Они встали рядом, подставив лица холодному ветру. Внизу, в свете прожектора блестел речной вокзал, и луч отражался в серой обской воде, только освобождавшейся ото льда. Редкий снежок танцевал вокруг домов, автомобилей на стоянке и, в конце концов, бесстрашно прыгал в реку. Прохожих почти не было, лишь внизу, у входа в ресторан хлопали дверцы машин и слышались голоса. Вдали мигал огнями город, и свинцовые воды, как мокрое шоссе, тянулись к нему.
Стояли долго, и дед Саша рассказывал про Сибирь. Везде у него были «очень хорошие мальчишки», с которыми он «разговаривал запросто».
Угомонились они часам к двум. Леша забрался под одеяло, но спать не хотелось; долго ворочался с боку на бок, в то время, как дед Саша захрапел уже через пять минут.
Снова Леша вернулся к той странной мысли, что дед Саша олицетворяет его старость. …Ну, так что? Хорошая это старость или плохая?.. – и подумал, – но ведь это совсем не старость! Старость наступит, если я останусь совершенно один в своей идеально уютной квартире… Со смехом Леша отогнал эту мысль. …Как я могу остаться один? А как же тогда – Приходи среди ночи, все сделаю… Ведь были такие слова? Были! А, значит, до старости еще далеко…
* * *
Утром Леша приехал на завод в прекрасном настроении, однако главный механик встретил его не просто без обычной для заказчиков радости, а даже агрессивно:
– И чего вы приехали? Мы вас когда звали?..

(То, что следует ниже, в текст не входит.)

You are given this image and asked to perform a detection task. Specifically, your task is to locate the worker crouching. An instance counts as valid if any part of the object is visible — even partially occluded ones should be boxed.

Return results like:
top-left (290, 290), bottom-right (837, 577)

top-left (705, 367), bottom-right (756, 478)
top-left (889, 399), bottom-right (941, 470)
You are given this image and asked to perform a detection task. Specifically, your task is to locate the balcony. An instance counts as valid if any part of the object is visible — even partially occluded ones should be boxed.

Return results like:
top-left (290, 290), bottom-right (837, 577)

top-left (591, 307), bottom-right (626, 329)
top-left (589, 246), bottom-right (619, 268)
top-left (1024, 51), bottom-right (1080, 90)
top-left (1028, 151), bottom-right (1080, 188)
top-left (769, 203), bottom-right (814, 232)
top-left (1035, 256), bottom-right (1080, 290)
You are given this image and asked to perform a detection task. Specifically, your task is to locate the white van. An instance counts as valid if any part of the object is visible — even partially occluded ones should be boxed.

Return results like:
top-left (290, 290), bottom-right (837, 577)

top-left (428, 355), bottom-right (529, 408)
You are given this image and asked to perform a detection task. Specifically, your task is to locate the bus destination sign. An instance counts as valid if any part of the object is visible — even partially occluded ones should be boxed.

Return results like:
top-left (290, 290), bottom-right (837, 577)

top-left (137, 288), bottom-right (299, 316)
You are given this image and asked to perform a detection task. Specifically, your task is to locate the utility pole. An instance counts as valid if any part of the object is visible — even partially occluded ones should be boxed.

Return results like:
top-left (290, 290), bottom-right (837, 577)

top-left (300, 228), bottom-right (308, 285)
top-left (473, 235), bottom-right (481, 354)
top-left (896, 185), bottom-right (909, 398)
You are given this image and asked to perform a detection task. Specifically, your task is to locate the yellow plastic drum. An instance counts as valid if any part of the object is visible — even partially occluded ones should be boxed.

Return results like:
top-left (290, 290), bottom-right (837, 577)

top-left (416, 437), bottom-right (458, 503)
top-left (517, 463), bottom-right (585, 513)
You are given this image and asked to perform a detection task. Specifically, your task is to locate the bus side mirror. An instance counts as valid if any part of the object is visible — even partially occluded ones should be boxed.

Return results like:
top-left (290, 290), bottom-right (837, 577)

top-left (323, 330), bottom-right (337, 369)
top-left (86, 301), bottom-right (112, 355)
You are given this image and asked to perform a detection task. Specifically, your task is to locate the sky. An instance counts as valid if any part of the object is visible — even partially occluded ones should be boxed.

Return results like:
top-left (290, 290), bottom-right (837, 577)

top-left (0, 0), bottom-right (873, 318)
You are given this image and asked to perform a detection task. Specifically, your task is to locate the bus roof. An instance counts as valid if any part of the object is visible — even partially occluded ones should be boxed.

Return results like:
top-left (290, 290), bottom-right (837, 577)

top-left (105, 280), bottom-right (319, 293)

– Вызовов много, а людей мало, – ответил Леша миролюбиво. Судя по дате, телеграмма, действительно, очень долго валялась в заветной красной папке – по какой причине, Леша не знал; скорее всего, шеф в первую очередь выбирал объекты более дорогостоящие, чем этот паршивый молот.
– Это не мои проблемы, – механик развел руками, – у нас в кузнице тридцать молотов и все мы сами запускали, сами ремонтируем; это директор решил вас вызвать, потому что без вашего акта пропадает гарантия! Но, извините, по три месяца мы ждать не собираемся – нам план делать надо! – видя, что Леша молчит, ничего не пытаясь доказать, механик усмехнулся, – работает давно ваш молот; идемте, глянете и подпишем акт, чтоб у директора душа успокоилась. Заплатим вам, вроде, наладку вы нам делали; какая разница – все равно не из своего кармана.
Леше стало обидно – оказывается, не такие уж они великие спецы, если на обычном заводе есть обычные ребята, которые запросто обходятся без них.
– Пойдемте, – вздохнул он, так как возразить было нечего.
Грохот кузницы слышался метров за сто. А когда они вошли в маленькую синюю дверь, их обдало жаром и запахом пережженного металла. В прокопченном полумраке яркими пятнами плыли раскаленные болванки; земля под ногами дрожала, а разговаривать стало невозможно из-за гулких беспорядочных ударов, изрыгающих в проход бордовые искры окалины. Леша вспомнил, как попав в кузню первый раз, решил, что именно так, должен выглядеть ад. Сейчас он привык и давно не обращал внимания на всю эту сатанинскую атрибутику.
Свой молот он узнал сразу – эта модель ему нравилась больше других, потому что при известной доле фантазии, молот напоминал смешную клоунскую физиономию. Скуластое лицо, ограниченное горбатыми стойками, лихо сбитый набекрень колпак цилиндра; строповочные отверстия, как два круглых удивленных глаза, желтый нос бабы, и шабот – вроде, черные прокуренные зубы, чуть выступающие над фундаментом. Леше нравилась эта рожа; иногда он даже разговаривал с ней, но чаще тянул за усы рукояток, и тогда клоун начинал дергать носом и стучать челюстями…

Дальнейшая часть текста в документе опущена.